Site web ou page Facebook en 2026 : pourquoi les TPE sans site perdent 40% de crédibilité
Chaque semaine, j’échange avec un dirigeant de TPE qui me sort la même phrase : « Un site web, je n’en ai pas besoin, j’ai déjà ma page Facebook. » Sauf qu’en 2026, 35% des TPE et PME françaises n’ont toujours pas de site internet (Baromètre France Num, 2025) — et la plupart passent à côté d’une partie de leurs prospects sans même s’en rendre compte. Parce que côté client, c’est simple : 97% des consommateurs cherchent une entreprise locale en ligne avant de la contacter (SEMrush, 2024), et ce n’est pas Facebook qui remonte dans les résultats Google.
Dans cet article, je détaille pourquoi la page Facebook seule ne suffit plus pour une TPE en 2026, ce qu’un client fait vraiment avant de vous choisir, et comment lancer un premier site sans se ruiner ni y passer six mois.

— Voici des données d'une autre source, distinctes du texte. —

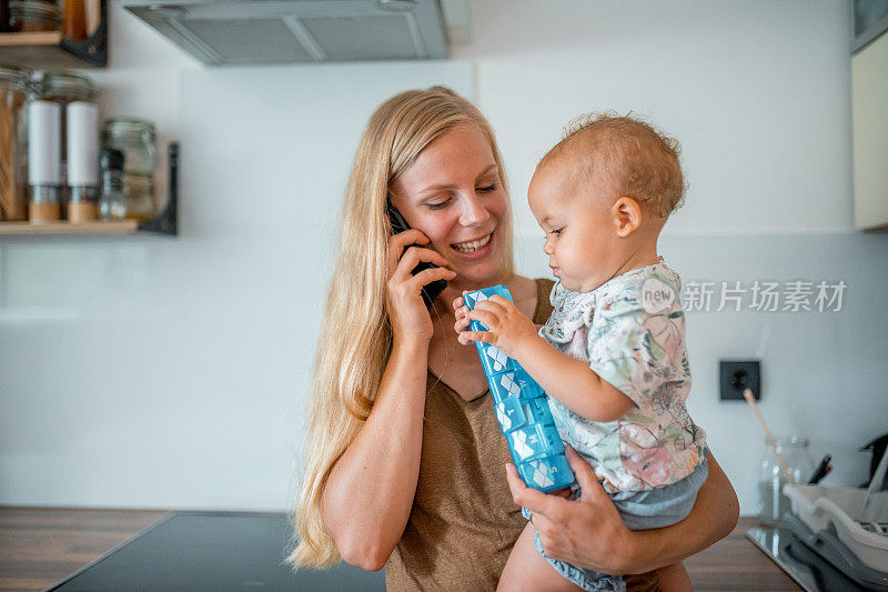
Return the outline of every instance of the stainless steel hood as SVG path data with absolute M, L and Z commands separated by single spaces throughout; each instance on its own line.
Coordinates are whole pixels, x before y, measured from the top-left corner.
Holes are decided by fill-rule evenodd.
M 122 0 L 121 3 L 209 64 L 447 57 L 442 7 L 435 0 Z M 460 26 L 464 23 L 456 23 Z

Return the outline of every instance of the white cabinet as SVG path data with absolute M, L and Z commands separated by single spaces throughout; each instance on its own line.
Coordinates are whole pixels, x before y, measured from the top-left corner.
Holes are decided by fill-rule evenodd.
M 854 218 L 888 229 L 888 32 L 851 57 Z

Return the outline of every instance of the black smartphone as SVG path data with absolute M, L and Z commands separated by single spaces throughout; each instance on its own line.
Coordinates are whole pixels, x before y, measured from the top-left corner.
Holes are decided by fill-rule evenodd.
M 405 230 L 410 230 L 410 224 L 407 224 L 407 221 L 404 220 L 403 215 L 401 215 L 401 212 L 397 211 L 397 208 L 392 205 L 391 201 L 389 202 L 389 223 L 392 227 L 392 234 L 393 235 L 394 234 L 400 234 L 401 232 L 404 232 Z M 420 248 L 422 248 L 423 245 L 414 243 L 414 244 L 411 244 L 410 247 L 420 247 Z M 434 263 L 427 263 L 427 262 L 423 261 L 418 265 L 413 268 L 413 271 L 411 273 L 416 275 L 421 271 L 425 271 L 427 269 L 432 269 L 432 268 L 436 268 L 436 267 L 437 265 L 435 265 Z M 446 287 L 447 287 L 447 281 L 446 280 L 435 280 L 435 281 L 433 281 L 431 283 L 426 283 L 423 287 L 423 292 L 422 292 L 423 293 L 423 301 L 425 302 L 425 307 L 427 309 L 432 308 L 432 303 L 435 301 L 435 299 L 437 297 L 441 295 L 441 292 L 443 292 Z

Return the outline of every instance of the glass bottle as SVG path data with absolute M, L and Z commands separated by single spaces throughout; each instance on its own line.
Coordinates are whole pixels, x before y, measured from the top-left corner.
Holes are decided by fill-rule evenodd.
M 793 480 L 807 483 L 814 473 L 814 462 L 808 453 L 807 438 L 775 438 L 777 452 L 783 456 Z M 790 511 L 789 499 L 784 495 L 786 484 L 784 474 L 774 450 L 765 441 L 765 452 L 758 470 L 758 494 L 761 503 L 760 520 L 768 526 L 783 524 L 783 515 Z
M 102 169 L 102 195 L 99 212 L 102 220 L 127 218 L 127 198 L 123 195 L 123 152 L 114 148 L 102 148 L 99 165 Z
M 0 66 L 0 220 L 28 220 L 24 104 L 31 71 Z
M 123 194 L 127 217 L 148 222 L 154 219 L 154 167 L 157 164 L 154 124 L 133 118 L 114 118 L 104 123 L 102 146 L 124 154 Z

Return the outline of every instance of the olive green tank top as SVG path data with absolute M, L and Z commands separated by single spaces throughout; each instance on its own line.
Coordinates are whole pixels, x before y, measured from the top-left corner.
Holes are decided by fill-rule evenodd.
M 536 280 L 536 324 L 552 312 L 553 283 Z M 466 401 L 431 371 L 426 393 L 420 481 L 404 534 L 385 564 L 386 589 L 496 590 L 527 521 L 508 490 L 512 458 L 493 398 L 484 391 Z

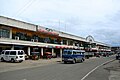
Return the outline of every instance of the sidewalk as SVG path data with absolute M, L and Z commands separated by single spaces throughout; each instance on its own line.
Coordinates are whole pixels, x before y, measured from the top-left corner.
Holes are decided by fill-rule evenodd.
M 106 69 L 110 72 L 109 80 L 120 80 L 120 63 L 118 60 L 110 63 Z
M 90 59 L 95 59 L 92 57 Z M 99 58 L 98 58 L 99 59 Z M 89 60 L 89 59 L 86 59 Z M 52 58 L 52 59 L 39 59 L 39 60 L 25 60 L 22 63 L 11 63 L 11 62 L 0 62 L 0 73 L 7 71 L 20 70 L 25 68 L 33 68 L 39 66 L 45 66 L 49 64 L 60 63 L 61 58 Z
M 60 62 L 61 58 L 39 59 L 39 60 L 25 60 L 22 63 L 0 62 L 0 73 L 6 71 L 14 71 L 25 68 L 45 66 Z

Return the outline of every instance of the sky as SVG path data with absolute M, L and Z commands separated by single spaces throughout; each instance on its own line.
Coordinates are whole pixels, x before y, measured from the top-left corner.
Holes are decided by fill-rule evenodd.
M 0 0 L 0 15 L 120 46 L 120 0 Z

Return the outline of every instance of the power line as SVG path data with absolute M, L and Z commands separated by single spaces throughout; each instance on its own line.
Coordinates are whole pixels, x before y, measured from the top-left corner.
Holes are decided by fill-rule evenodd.
M 31 0 L 30 2 L 28 2 L 23 8 L 21 8 L 19 10 L 19 12 L 15 16 L 16 17 L 19 16 L 23 11 L 25 11 L 25 9 L 27 9 L 30 5 L 33 4 L 33 1 L 35 1 L 35 0 Z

1. Facebook seul en 2026 : un pari qui a du plomb dans l’aile
Poster sur Facebook en 2026, c’est comme afficher une pub sur un mur que presque personne ne regarde. La portée organique d’une page Facebook oscille entre 2 et 3% (Metricool, 2026). Concrètement : si vous avez 1 000 abonnés, environ 30 personnes verront votre publication. Les 970 autres ne sauront même pas que vous avez posté.
Le taux d’engagement moyen, lui, s’écroule aussi : 0,06% tous secteurs confondus (RivalIQ, 2025). C’est-à-dire qu’il faut publier des dizaines de posts pour espérer une réaction. Et pour toucher un public qui compte, Meta pousse une seule solution : payer.
À ça s’ajoute une réalité inconfortable pour n’importe quelle TPE :
- Vous ne possédez rien. Votre page peut être suspendue, algorithmiquement pénalisée ou déplateformée du jour au lendemain. Sans recours.
- Vous ne remontez pas sur Google. Une page Facebook est très mal indexée dans les recherches locales. Une personne qui tape « boulanger Perpignan » ne tombera jamais sur votre feed.
- Vous n’avez aucun canal direct. Pas de mailing, pas de base clients, pas de moyen de recontacter ceux qui vous ont suivis si demain vous quittez la plateforme.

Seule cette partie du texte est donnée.